Some e-commerce companies have tried to absorb this cost by offering their capabilities as a service. But this will only be a short-term solution. Instead, what is required is for q-commerce to apply the right data to forge a path to profitability. And, as mentioned above, expand into areas beyond retail and grocery, like pharmacy and more, and diversify your inventory for the long haul.
After all, in the world of e-commerce, there is still a lot to be explored.
Better customer understanding
Part of changing your stock and inventory is, of course, understanding the customer better. Customer data is the holy grail in the service industry and is the trump card of e-commerce compared to in-person retail.
But as e-commerce demand declines, we need to make sure we’re connected to exactly what the customer wants beyond the item itself.
More than half (59%) of consumers say that personalization influences their overall purchasing decisions. If eCommerce is to remain an in-demand service, it needs these kinds of metrics and position itself as a service defined not only by speed, but also by personalization.
As we have already explored, customers have changed a lot since the rise of q-commerce two years ago. Now we need a reboot. Does fast delivery now still constitute what it did 24 months ago? Could it even be related to a certain transaction? If we don’t ask these questions, we may be guilty of promising a specific service before the need has been truly defined.
That also does not mean that it will be one size fits all. The form q-commerce takes is also highly dependent on geography. Local nuances are key to staying relevant, even for a global company. For example, our experience in Nairobi tells us that due to heavy traffic that can delay deliveries in the city, and that as demand for groceries outstrips takeout, deliveries are still possible because there is no risk that the hot food cool down.
Q-commerce needs to leverage person-to-person, country-to-country customer data to ensure it’s a relevant service, and if it’s not, ask what it can do to reform it.
Maintain positive work environments.
In the rush to deliver at speed, one of the risks e-commerce businesses face is neglecting those behind the desk or on the road making deliveries.

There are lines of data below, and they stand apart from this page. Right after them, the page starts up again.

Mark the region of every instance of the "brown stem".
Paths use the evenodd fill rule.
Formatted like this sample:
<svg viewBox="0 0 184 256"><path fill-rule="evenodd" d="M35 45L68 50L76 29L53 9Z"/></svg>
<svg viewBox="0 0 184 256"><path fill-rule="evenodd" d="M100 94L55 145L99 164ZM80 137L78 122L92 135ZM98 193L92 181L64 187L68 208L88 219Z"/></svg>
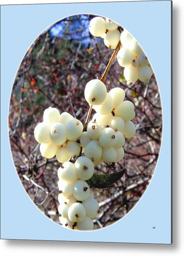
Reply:
<svg viewBox="0 0 184 256"><path fill-rule="evenodd" d="M88 115L87 116L86 120L86 122L85 122L85 124L84 126L84 128L83 129L83 132L85 132L87 130L87 126L89 123L89 118L90 117L90 115L92 109L93 105L91 105L90 107L89 108L89 109L88 110Z"/></svg>
<svg viewBox="0 0 184 256"><path fill-rule="evenodd" d="M119 50L119 49L120 48L121 43L121 41L120 41L118 43L117 46L116 46L116 47L115 50L114 50L113 53L113 54L111 57L111 59L110 59L109 63L108 63L107 66L106 68L105 69L105 70L104 71L104 73L102 77L100 79L100 80L102 82L103 82L103 83L105 83L105 79L106 79L107 75L107 74L109 72L109 70L110 69L110 68L111 67L111 66L112 64L112 63L113 61L114 61L114 58L116 55L116 53L117 53L117 52Z"/></svg>
<svg viewBox="0 0 184 256"><path fill-rule="evenodd" d="M107 66L106 68L105 69L105 70L104 71L104 72L103 74L102 77L100 79L100 80L102 82L103 82L103 83L105 83L105 79L106 79L107 75L108 72L109 72L109 70L110 69L111 66L112 65L112 62L114 61L114 58L115 57L116 53L117 53L117 52L118 52L118 51L120 48L121 43L121 41L120 41L118 43L117 46L116 46L115 50L114 50L112 54L112 55L110 59L110 60L109 61L109 63L107 64ZM83 132L85 132L87 130L87 126L89 123L89 118L90 117L90 115L91 114L91 111L92 111L92 108L93 105L91 105L90 107L89 108L89 109L88 111L88 115L87 116L86 119L86 121L84 126L84 128L83 129ZM79 154L79 157L80 157L82 155L82 147L80 147L80 151Z"/></svg>

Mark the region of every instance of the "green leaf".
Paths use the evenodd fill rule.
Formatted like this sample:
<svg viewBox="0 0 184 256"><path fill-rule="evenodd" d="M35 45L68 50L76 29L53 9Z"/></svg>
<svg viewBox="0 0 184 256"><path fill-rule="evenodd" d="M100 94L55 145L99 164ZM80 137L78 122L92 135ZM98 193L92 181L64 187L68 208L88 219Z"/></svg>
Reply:
<svg viewBox="0 0 184 256"><path fill-rule="evenodd" d="M124 169L113 173L93 174L91 179L86 181L90 186L96 188L105 188L121 179L125 172L125 169Z"/></svg>

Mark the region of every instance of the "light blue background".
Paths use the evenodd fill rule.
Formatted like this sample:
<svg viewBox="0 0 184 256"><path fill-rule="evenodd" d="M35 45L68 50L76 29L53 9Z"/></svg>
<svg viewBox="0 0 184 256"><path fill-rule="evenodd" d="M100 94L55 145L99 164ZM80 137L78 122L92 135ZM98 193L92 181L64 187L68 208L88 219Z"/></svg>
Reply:
<svg viewBox="0 0 184 256"><path fill-rule="evenodd" d="M156 1L1 6L1 238L171 243L171 4L170 1ZM57 20L89 13L119 23L133 35L147 54L159 86L164 130L156 171L135 207L111 226L79 232L53 222L25 192L11 155L7 113L15 75L32 41Z"/></svg>

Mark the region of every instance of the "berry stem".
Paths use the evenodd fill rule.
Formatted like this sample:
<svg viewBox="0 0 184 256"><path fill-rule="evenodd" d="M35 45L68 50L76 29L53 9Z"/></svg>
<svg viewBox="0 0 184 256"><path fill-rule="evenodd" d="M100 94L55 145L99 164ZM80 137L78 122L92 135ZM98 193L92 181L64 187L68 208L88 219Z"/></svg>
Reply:
<svg viewBox="0 0 184 256"><path fill-rule="evenodd" d="M105 83L105 79L106 79L107 75L108 72L109 72L109 70L110 69L110 68L111 67L111 66L112 64L112 63L113 61L114 61L114 58L115 57L115 56L116 55L116 53L117 53L117 52L119 50L119 49L120 48L121 44L121 41L120 41L118 43L117 46L116 46L116 47L112 54L112 55L111 56L111 58L110 59L109 63L108 63L107 66L106 68L105 69L105 70L104 71L104 72L103 74L102 77L100 79L100 80L102 82L103 82L103 83Z"/></svg>
<svg viewBox="0 0 184 256"><path fill-rule="evenodd" d="M86 122L85 122L85 125L84 126L84 128L83 129L83 132L85 132L87 130L87 126L89 123L89 118L90 117L90 115L91 114L91 111L93 109L93 105L91 105L89 109L88 110L88 115L87 116L86 119Z"/></svg>

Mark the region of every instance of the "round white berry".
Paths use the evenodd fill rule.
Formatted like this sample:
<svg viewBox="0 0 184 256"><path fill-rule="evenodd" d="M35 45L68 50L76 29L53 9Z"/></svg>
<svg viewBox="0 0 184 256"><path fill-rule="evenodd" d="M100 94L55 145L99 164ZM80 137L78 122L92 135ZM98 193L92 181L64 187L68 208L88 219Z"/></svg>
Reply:
<svg viewBox="0 0 184 256"><path fill-rule="evenodd" d="M142 48L140 45L134 38L133 38L129 45L129 48L136 56L138 56L143 52Z"/></svg>
<svg viewBox="0 0 184 256"><path fill-rule="evenodd" d="M137 56L137 60L141 66L147 66L149 64L147 57L144 52Z"/></svg>
<svg viewBox="0 0 184 256"><path fill-rule="evenodd" d="M98 141L92 140L85 148L84 154L92 162L99 160L101 158L102 154L102 147Z"/></svg>
<svg viewBox="0 0 184 256"><path fill-rule="evenodd" d="M105 148L109 148L115 145L117 142L115 132L109 127L103 130L98 139L100 145ZM104 158L102 157L102 158Z"/></svg>
<svg viewBox="0 0 184 256"><path fill-rule="evenodd" d="M74 222L82 221L86 217L86 209L80 203L74 203L69 207L68 216L70 221Z"/></svg>
<svg viewBox="0 0 184 256"><path fill-rule="evenodd" d="M76 141L82 133L83 125L80 121L74 118L67 123L66 129L67 139Z"/></svg>
<svg viewBox="0 0 184 256"><path fill-rule="evenodd" d="M71 158L71 155L69 155L66 151L66 146L63 146L65 144L58 146L55 157L56 159L60 163L64 163L69 161Z"/></svg>
<svg viewBox="0 0 184 256"><path fill-rule="evenodd" d="M73 117L69 113L63 112L60 115L59 122L61 123L64 125L66 125L69 121L72 119L73 119Z"/></svg>
<svg viewBox="0 0 184 256"><path fill-rule="evenodd" d="M49 125L51 125L54 123L59 122L60 113L55 108L50 107L46 109L44 112L43 119L44 122Z"/></svg>
<svg viewBox="0 0 184 256"><path fill-rule="evenodd" d="M117 29L118 24L110 19L106 18L105 19L105 27L108 30L111 31Z"/></svg>
<svg viewBox="0 0 184 256"><path fill-rule="evenodd" d="M107 93L105 101L99 105L93 106L93 108L101 115L107 115L111 112L113 108L113 102L110 94Z"/></svg>
<svg viewBox="0 0 184 256"><path fill-rule="evenodd" d="M59 205L58 209L58 212L63 218L67 218L68 217L68 211L69 209L69 206L67 204L66 204L65 202L63 202L61 203Z"/></svg>
<svg viewBox="0 0 184 256"><path fill-rule="evenodd" d="M86 157L80 157L76 160L75 166L78 177L81 180L86 181L93 176L95 168L92 161Z"/></svg>
<svg viewBox="0 0 184 256"><path fill-rule="evenodd" d="M134 59L131 61L131 65L134 68L137 68L139 66L139 62L136 59Z"/></svg>
<svg viewBox="0 0 184 256"><path fill-rule="evenodd" d="M66 182L73 183L78 179L75 166L71 162L65 162L58 169L59 179Z"/></svg>
<svg viewBox="0 0 184 256"><path fill-rule="evenodd" d="M135 83L138 79L138 68L134 68L131 64L124 69L123 74L126 80L130 83Z"/></svg>
<svg viewBox="0 0 184 256"><path fill-rule="evenodd" d="M58 185L59 190L62 191L63 195L68 196L72 194L73 183L68 183L60 179Z"/></svg>
<svg viewBox="0 0 184 256"><path fill-rule="evenodd" d="M57 149L57 146L52 142L47 144L41 144L39 147L42 156L48 159L54 157Z"/></svg>
<svg viewBox="0 0 184 256"><path fill-rule="evenodd" d="M107 96L104 84L99 79L93 79L88 83L84 95L86 101L92 105L99 105L104 101Z"/></svg>
<svg viewBox="0 0 184 256"><path fill-rule="evenodd" d="M121 43L123 47L128 46L132 38L133 37L130 33L124 29L124 31L121 34L120 38Z"/></svg>
<svg viewBox="0 0 184 256"><path fill-rule="evenodd" d="M70 221L68 218L64 218L63 216L59 217L59 220L62 226L65 228L72 227L74 224L74 222Z"/></svg>
<svg viewBox="0 0 184 256"><path fill-rule="evenodd" d="M114 148L103 148L102 158L106 163L115 162L117 155L115 149Z"/></svg>
<svg viewBox="0 0 184 256"><path fill-rule="evenodd" d="M113 108L123 101L125 97L125 92L123 89L119 87L112 88L109 92L109 94L112 97L113 101Z"/></svg>
<svg viewBox="0 0 184 256"><path fill-rule="evenodd" d="M87 132L91 139L98 139L101 131L102 129L99 124L92 121L89 122L87 127Z"/></svg>
<svg viewBox="0 0 184 256"><path fill-rule="evenodd" d="M61 145L66 140L65 126L60 123L54 123L50 129L50 138L56 145Z"/></svg>
<svg viewBox="0 0 184 256"><path fill-rule="evenodd" d="M115 109L114 114L125 121L131 120L135 115L135 107L131 101L125 101Z"/></svg>
<svg viewBox="0 0 184 256"><path fill-rule="evenodd" d="M108 31L104 37L104 44L108 48L115 49L120 41L120 34L118 30Z"/></svg>
<svg viewBox="0 0 184 256"><path fill-rule="evenodd" d="M109 125L109 120L112 116L111 112L107 115L101 115L98 113L96 113L93 116L92 120L96 120L96 122L100 126Z"/></svg>
<svg viewBox="0 0 184 256"><path fill-rule="evenodd" d="M95 17L90 21L89 25L90 33L95 37L99 37L106 31L104 19L101 17Z"/></svg>
<svg viewBox="0 0 184 256"><path fill-rule="evenodd" d="M109 121L110 127L115 132L122 132L124 128L124 121L120 117L114 116Z"/></svg>
<svg viewBox="0 0 184 256"><path fill-rule="evenodd" d="M117 142L113 148L117 150L124 145L125 142L125 139L122 133L120 132L117 132L115 136L117 138Z"/></svg>
<svg viewBox="0 0 184 256"><path fill-rule="evenodd" d="M96 218L99 209L99 204L94 198L88 198L82 202L82 204L86 209L86 216L91 219Z"/></svg>
<svg viewBox="0 0 184 256"><path fill-rule="evenodd" d="M83 201L89 197L90 191L88 183L84 181L79 180L74 184L73 195L77 200Z"/></svg>
<svg viewBox="0 0 184 256"><path fill-rule="evenodd" d="M122 47L117 53L117 60L119 64L123 67L129 66L132 60L135 58L135 55L128 48Z"/></svg>

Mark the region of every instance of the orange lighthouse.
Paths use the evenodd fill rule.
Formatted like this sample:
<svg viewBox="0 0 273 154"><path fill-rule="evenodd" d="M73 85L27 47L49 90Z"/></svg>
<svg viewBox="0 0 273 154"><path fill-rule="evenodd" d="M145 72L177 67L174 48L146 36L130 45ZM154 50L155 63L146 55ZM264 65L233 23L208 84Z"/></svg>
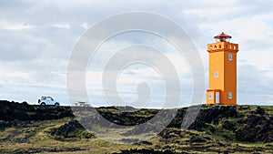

But companies cannot afford to compromise on their commitment to providing a supportive work environment because of their customer promises to go above and beyond. Particularly at a time when layoffs in the tech sector are becoming common.
Data, therefore, has a role to play, looking inward. Implementing a robust data strategy inevitably means less work for the worker because their productivity increases while decision making is refined. And, when it comes specifically to couriers, the routes are optimized to help them avoid repeating their steps.
But data goes further and can also benefit your culture. Due to our own hyper-growth, we were very keen on maintaining a positive work environment and making sure we didn’t lose our identity or voices get lost in the noise.
That’s why we conducted an internal survey to provide crucial data on how employees feel about factors like compensation, career development, and diversity, equality, and inclusion. Like all data, this needs to be used; converted into knowledge used to inform not only the status quo, but also the direction in which we are headed. In this way, we can ensure that business success does not come at the expense of employee well-being.
Knowing what data eCommerce businesses need to survive the “Hunger Games” is only half the job. Any successful data strategy must also address the four concerns of data users: lack of reliable data, quality and availability issues, discoverability, and bottlenecks.
Only then can we build a platform that enables data-driven decision-making and ensure that e-commerce is not relegated to the dustbin of the big tech that it has been.
Whether it’s orders, customers or colleagues, data has a lot to tell us. Developing a strategy you can hear is key to making better business decisions with faster insights. And with this, despite the headlines, the future could be very bright for q-commerce.
Daniel Alonso Moreno is the VP of QCommerce at Glovo.